Boombox #17: Kid North

Même avec deux jambes en moins, les 3 rescapés de Kid North n’ont jamais été aussi productifs. Fini les compromis! Des mélodies libérées qui nous enivrent d’émotions. Ça respire la sincérité à pleins poumons et la complicité des 3 artistes se ressent jusqu’à leur nouveau site internet ou vous pouvez vous amusez à leur jeter toute sorte d’objet en pleine face. À l’approche de la sortie de leur nouvel album, on sent le groupe en pleine confiance malgré une prise de risque annoncée.

Kid North, c’est quoi ?

« Kid North c’est un groupe de pop moderne au sens large. On est 3, et on a commencé il y a un petit peu moins de 4 ans. À la base on était 5, puis ensuite 3, et on continue à 3. »

Vous êtes un groupe pop mais beaucoup de vos mélodies ont un aspect assez mélancolique. De part ce contraste, de manière générale, est-ce-que vous vous définiriez plutôt comme étant des gens optimistes ou pessimistes dans votre façon de voir les choses ?

« C’est pas forcément contradictoire d’associer la pop et le côté mélancolique. Ça a toujours un peu existé ce truc la, surtout dans les années 80. On aime bien la pop des années 80, c’est souvent très triste. En fait on a l’impression que les gens aiment bien les choses mélancoliques, ils aiment bien pleurer. Du coup notre conclusion c’est qu’on peut être pop et triste. Ce weekend, on a fait un concert et on a joué une reprise de talk talk pour la première fois (« such a shame »). Il y a des gens qui sont venus nous en parler parce qu’ils trouvaient que c’était bien choisi, car justement cela évoquait la même chose : ce côté pop assez dansant mais avec des paroles ultra tristes. On a rien inventé, on se définit comme ça parce qu’on avait le truc « danser-pleurer », mais c’est pas forcément une manière de se démarquer, parce que ce n’est pas si original que ça finalement. »

D’un point de vue musical d’accord, mais par rapport à vous personnellement, vous êtes plutôt du genre déprimé ou joyeux ?

« Ah pour ce qui est de nous au point de vue personnel, on est plutôt des gros déconneurs que des déprimés de la vie. On rigole beaucoup. Ce qui veut pas dire qu’on fait notre musique à contrecœur. On aime bien les choses plutôt tristes en musique, mais on adore rigoler dans la vraie vie. »

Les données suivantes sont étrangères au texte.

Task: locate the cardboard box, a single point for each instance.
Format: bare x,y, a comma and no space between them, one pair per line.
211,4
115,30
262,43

Vous travaillez toujours avec le label Tsunami Addiction. Pourtant votre premier album Atlas a rencontré pas mal de succès, notamment dans la presse spécialisée. Est-ce-que ce succès vous a ouvert les portes de plus grands labels ? Ou est-ce-que vous avez toujours été dans l’optique de travailler en indépendant ?

« Alors honnêtement non, on a pas du tout eu de contact privilégié avec des plus gros labels ou des majors. On a eu un gros succès critique, ça c’est clair, mais après on a pas eu ces opportunités là. On est très content de travailler avec Tsunami Addiction, il y a un côté très famille, c’est un tout petit label parisien où tous les artistes se connaissent très bien. On est proche dans la vie aussi, et c’est quelque chose d’agréable que tu ne pourras quasiment jamais retrouver avec une major. On sort des disques mais on boit aussi des coups ensemble. »

 Vous êtes en train de préparer un nouvel album, comment ça se passe ?

« On est en pleine composition et on a commencé à booker des dates d’enregistrement. Ça se concrétise et l’enregistrement devrait être bouclé avant la fin de l’année. On compose énormément pour avoir plein de matière et de jolies choses à enregistrer. »

C’est le projet solo d’une personne à trois têtes.

 L’autre album avait été enregistré assez rapidement ?

« Oui c’était assez impulsif comme manière de composer. Ce qui n’était pas désagréable, mais ce qu’on essaye de faire sur cet album là, c’est de pousser la composition plus loin, prendre plus de temps pour composer et ajouter plus de profondeur à notre travail. Quitte à réécrire plusieurs fois les mêmes morceaux en essayant d’optimiser le résultat. Ce qui n’était pas forcément le cas sur le premier album où on était très « one shot ». »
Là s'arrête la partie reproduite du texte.